Learned society in England

The Bristol and Gloucestershire Archaeological Society is a learned society concerned with the history and antiquities of the City of Bristol and the historic county of Gloucestershire. It was founded on 21 April 1876; and is a registered charity, number 202014.

==Aims and activities==
The aims of the society are to "advance and promote the education of the public in the history, heritage and archaeology of Bristol and Gloucestershire".

The activities of the society include:
- encouraging and facilitating research and practical engagement
- providing avenues for publication and the public dissemination of knowledge
- public engagement through meetings, talks and events
- advocating the appropriate care and protection of historic sites, buildings, objects and records; and the appropriate development of public facilities and access.

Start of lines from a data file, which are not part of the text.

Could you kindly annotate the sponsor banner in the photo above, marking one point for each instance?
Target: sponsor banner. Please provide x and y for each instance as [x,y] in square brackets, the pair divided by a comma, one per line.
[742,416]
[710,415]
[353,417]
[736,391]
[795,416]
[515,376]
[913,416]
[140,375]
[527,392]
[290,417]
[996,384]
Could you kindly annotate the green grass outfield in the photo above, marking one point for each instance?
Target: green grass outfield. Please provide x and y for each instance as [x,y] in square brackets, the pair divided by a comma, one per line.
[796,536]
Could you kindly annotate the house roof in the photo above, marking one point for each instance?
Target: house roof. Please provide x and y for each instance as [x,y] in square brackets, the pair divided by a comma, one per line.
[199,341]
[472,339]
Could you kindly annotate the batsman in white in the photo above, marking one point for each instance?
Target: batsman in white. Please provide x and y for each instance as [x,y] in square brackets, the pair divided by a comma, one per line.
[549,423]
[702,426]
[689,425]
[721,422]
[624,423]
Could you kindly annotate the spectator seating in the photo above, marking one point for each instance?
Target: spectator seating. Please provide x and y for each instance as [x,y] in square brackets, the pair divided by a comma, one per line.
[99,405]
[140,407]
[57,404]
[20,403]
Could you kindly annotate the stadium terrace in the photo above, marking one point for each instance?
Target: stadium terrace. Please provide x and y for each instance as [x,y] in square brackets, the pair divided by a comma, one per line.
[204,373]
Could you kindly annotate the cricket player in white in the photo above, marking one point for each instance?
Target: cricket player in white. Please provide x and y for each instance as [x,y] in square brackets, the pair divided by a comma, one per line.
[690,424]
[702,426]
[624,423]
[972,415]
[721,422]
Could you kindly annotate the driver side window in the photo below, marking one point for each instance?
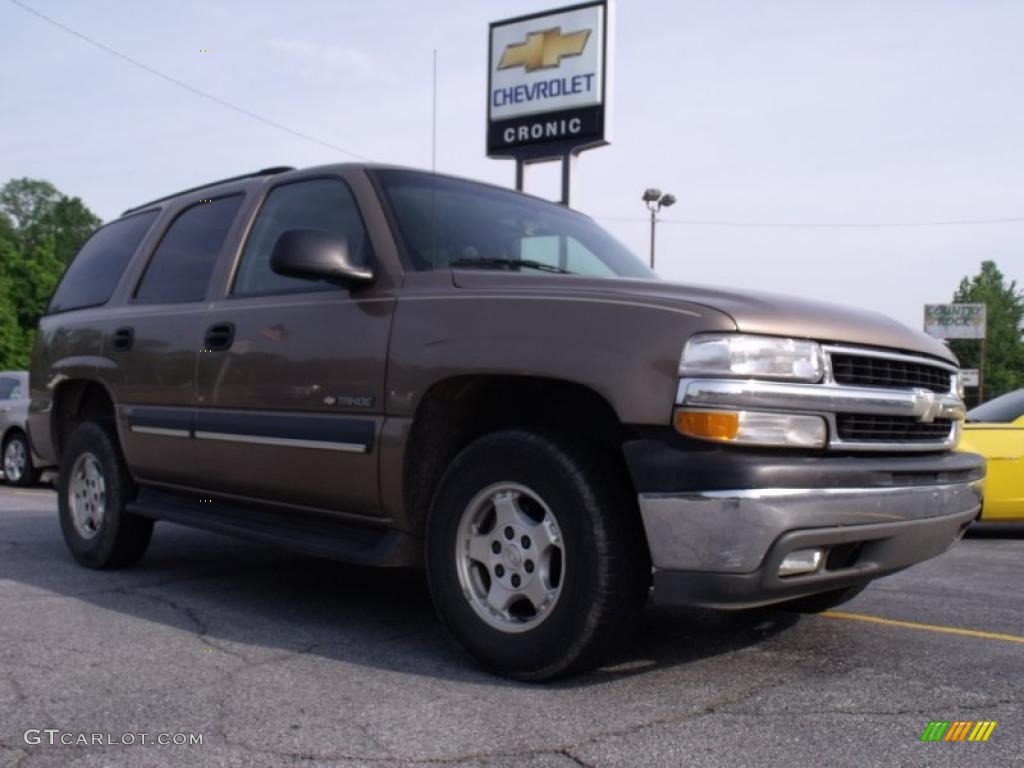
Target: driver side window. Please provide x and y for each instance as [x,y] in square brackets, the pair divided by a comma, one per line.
[548,249]
[324,204]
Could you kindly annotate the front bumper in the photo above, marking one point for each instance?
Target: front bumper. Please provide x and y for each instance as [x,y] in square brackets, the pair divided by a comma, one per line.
[722,547]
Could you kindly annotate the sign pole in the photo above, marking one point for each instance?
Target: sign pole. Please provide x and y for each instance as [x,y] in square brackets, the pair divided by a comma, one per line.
[568,161]
[981,374]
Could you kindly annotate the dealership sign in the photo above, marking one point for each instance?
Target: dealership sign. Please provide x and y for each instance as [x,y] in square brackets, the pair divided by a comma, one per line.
[954,321]
[547,83]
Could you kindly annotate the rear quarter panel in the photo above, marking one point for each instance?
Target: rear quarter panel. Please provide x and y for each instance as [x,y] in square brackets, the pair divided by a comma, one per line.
[1003,446]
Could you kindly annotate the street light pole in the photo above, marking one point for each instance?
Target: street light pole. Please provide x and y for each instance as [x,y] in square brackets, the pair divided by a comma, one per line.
[655,202]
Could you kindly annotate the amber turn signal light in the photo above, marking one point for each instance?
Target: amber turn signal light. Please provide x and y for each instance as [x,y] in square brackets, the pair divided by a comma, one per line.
[709,424]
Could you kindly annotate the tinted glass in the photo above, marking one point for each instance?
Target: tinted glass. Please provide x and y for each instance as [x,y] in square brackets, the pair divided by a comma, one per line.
[443,220]
[95,270]
[180,268]
[9,388]
[318,204]
[999,411]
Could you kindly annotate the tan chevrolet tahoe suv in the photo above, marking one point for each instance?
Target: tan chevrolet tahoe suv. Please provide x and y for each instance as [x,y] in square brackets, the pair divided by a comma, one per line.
[394,368]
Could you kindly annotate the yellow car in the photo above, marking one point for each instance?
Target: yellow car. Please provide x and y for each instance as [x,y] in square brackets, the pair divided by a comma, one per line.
[995,429]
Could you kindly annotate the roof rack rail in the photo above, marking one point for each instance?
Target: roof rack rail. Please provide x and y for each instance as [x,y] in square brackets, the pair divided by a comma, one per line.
[262,172]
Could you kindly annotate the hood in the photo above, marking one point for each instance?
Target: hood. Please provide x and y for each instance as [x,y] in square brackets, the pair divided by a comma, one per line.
[754,312]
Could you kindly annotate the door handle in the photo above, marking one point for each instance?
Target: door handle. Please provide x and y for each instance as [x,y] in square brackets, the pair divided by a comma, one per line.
[123,338]
[219,336]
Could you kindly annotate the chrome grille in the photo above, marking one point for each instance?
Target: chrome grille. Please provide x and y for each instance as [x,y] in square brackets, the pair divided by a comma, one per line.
[862,371]
[861,428]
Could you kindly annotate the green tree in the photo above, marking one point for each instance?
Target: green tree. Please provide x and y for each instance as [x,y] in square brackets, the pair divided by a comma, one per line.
[37,211]
[40,231]
[1004,371]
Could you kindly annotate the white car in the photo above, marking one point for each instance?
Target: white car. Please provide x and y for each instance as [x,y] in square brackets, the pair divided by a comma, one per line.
[20,465]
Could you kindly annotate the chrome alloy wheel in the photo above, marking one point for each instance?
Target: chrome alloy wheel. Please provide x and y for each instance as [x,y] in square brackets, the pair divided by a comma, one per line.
[510,557]
[87,496]
[14,460]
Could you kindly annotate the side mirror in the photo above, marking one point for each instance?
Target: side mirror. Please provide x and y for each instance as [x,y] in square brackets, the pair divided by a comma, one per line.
[314,254]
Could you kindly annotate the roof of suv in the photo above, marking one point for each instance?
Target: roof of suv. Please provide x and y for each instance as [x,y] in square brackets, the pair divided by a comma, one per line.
[285,169]
[255,174]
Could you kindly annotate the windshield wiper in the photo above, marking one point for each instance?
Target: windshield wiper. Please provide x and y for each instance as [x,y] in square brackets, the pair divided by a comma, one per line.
[539,265]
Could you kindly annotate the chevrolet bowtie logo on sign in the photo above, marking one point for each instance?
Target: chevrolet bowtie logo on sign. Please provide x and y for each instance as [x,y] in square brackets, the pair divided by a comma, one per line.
[544,50]
[958,730]
[546,82]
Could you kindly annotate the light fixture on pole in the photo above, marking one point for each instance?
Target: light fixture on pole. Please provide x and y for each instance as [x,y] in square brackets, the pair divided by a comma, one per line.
[655,202]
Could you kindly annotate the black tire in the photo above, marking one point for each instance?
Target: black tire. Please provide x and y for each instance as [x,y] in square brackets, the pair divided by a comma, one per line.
[606,574]
[120,539]
[823,600]
[29,473]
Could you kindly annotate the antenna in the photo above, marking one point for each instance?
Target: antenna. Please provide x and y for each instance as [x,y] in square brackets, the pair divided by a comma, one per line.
[433,129]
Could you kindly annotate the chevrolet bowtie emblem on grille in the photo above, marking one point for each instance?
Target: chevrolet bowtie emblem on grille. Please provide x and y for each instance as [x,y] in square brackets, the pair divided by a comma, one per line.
[544,50]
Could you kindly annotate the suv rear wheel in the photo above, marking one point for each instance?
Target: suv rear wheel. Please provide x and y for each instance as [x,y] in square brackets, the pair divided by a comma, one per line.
[92,491]
[17,466]
[535,554]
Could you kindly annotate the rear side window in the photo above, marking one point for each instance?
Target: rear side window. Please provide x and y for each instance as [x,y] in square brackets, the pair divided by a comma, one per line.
[322,204]
[95,270]
[180,268]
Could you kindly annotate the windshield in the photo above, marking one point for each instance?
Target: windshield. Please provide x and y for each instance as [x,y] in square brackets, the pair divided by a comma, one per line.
[999,411]
[445,222]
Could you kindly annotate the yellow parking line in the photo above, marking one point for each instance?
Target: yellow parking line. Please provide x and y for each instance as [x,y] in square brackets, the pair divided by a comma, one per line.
[926,627]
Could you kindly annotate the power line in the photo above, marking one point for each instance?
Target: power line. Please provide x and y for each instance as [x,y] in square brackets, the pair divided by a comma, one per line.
[186,86]
[826,225]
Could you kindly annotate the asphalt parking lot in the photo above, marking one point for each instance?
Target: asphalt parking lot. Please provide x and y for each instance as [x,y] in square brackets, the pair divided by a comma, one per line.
[284,660]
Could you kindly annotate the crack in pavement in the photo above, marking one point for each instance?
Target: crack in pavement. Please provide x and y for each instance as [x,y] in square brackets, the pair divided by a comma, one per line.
[566,751]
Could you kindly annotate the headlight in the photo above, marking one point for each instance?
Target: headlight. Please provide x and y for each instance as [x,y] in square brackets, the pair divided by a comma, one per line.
[752,356]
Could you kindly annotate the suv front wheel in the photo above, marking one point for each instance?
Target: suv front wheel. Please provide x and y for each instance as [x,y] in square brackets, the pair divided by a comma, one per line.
[535,554]
[92,491]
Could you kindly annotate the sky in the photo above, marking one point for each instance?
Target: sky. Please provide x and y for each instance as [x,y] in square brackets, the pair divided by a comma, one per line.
[795,134]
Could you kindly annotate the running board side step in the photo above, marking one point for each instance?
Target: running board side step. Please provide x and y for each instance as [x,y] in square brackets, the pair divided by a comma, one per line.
[310,534]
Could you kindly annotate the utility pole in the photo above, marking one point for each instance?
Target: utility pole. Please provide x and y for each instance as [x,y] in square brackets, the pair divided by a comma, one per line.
[655,202]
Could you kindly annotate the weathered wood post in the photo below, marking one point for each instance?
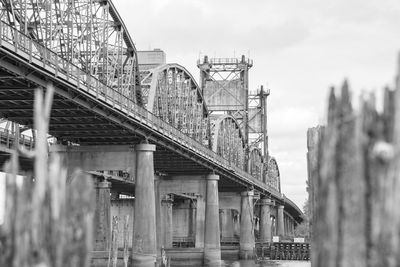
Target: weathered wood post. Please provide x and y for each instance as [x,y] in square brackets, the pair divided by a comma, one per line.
[357,220]
[48,220]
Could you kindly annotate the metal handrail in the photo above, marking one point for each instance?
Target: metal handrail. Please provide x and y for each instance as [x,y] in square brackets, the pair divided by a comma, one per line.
[90,84]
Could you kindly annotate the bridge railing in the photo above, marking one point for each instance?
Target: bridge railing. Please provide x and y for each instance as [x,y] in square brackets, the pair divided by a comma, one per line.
[8,138]
[37,54]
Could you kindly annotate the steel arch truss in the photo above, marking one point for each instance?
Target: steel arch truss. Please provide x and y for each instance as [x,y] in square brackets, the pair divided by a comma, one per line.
[256,164]
[228,140]
[273,175]
[88,33]
[173,95]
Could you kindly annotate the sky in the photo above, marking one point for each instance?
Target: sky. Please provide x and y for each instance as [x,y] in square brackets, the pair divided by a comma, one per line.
[299,49]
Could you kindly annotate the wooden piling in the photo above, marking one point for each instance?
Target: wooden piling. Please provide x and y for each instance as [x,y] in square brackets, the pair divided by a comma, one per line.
[354,180]
[48,221]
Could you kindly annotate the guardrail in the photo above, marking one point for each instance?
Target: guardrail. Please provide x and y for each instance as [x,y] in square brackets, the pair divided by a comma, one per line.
[37,54]
[8,138]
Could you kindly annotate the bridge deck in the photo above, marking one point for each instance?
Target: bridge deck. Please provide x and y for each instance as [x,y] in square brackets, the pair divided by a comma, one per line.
[85,111]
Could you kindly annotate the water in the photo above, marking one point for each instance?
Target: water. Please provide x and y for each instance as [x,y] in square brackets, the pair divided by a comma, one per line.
[251,263]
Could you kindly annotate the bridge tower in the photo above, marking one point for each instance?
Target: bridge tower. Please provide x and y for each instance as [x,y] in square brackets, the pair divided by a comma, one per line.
[224,84]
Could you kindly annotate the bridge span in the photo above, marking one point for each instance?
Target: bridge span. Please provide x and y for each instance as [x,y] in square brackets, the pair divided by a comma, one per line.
[185,176]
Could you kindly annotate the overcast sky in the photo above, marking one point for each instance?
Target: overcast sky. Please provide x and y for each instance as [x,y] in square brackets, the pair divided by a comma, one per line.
[299,48]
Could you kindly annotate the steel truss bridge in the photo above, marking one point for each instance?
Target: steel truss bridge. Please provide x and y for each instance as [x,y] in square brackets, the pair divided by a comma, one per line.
[84,49]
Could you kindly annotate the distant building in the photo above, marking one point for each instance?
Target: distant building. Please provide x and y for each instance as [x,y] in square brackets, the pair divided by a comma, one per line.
[150,59]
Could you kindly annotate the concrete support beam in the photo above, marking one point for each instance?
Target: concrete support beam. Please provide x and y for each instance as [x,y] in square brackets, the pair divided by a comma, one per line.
[247,241]
[144,247]
[166,221]
[265,220]
[93,158]
[102,216]
[280,221]
[212,246]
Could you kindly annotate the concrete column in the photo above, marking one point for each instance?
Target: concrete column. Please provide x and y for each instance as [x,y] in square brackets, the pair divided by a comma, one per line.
[265,220]
[212,246]
[102,216]
[158,217]
[200,218]
[144,247]
[166,215]
[280,224]
[247,242]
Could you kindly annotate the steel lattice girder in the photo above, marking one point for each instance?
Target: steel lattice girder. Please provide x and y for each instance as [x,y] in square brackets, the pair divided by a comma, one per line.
[273,175]
[228,140]
[174,96]
[88,33]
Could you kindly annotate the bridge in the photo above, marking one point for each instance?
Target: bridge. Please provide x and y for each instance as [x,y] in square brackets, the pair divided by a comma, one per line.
[154,141]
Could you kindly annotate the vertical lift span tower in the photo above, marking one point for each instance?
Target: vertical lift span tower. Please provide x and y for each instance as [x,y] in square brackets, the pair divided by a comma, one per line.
[225,87]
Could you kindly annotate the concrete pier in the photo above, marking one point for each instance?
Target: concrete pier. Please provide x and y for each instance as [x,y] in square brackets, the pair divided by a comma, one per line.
[102,216]
[166,221]
[144,247]
[265,220]
[247,241]
[212,246]
[280,221]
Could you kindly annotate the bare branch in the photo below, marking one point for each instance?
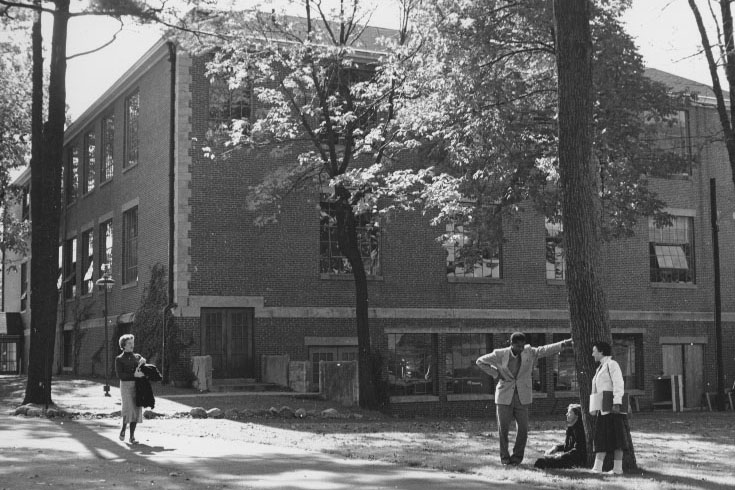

==Protection of historic sites==
Particularly in its early decades, the society took steps to rescue several important sites and buildings in its area of interest. These included:
- 1899 – intervention to excavate and arrest the deterioration of the ruins of Hailes Abbey, exciting great public interest; it renovated an old barn to serve as a site museum
- 1906 – erection of sheds to protect Roman pavements at Great Witcombe Roman Villa
- 1923 – an initiative to save Chedworth Roman Villa (discovered 1864), raising the funds to buy the property and put it in the care of the National Trust.
- 1928 – persuading the owner of Belas Knap long barrow to place it in the care of the state (Office of Works), allowing methodical investigation and restoration to begin
- 1928 – with the Royal Society of Arts, forming a trust to run Arlington Row, Bibury, which the RSA had just acquired. After joint fund-raising, this trust continued to 1949, when the properties were conveyed to the National Trust

==Publications==
The society has an extensive history of publication. Its annual journal, the Transactions, has been published continuously since 1876. All volumes to vol. 132 (2014) have been digitised, and are freely available on the society's website.
The society acts as a text publication society, and between 1952 and 1985, its Record Section issued 13 editions of Bristol and Gloucestershire records and related material, all now available via its website.
Since 1988 the society has published annually in its Gloucestershire Record Series a volume comprising an edition of some historical record or collection of records relating to the history of Gloucestershire. (This Series does not publish records relating exclusively to Bristol, to avoid undue overlap with the activities of the separate Bristol Record Society, founded in 1929.)
The society has also published occasional monographs and thematic essay volumes relating to its areas of interest.

==Library==
The society's library is held at the University of Gloucestershire, Cheltenham.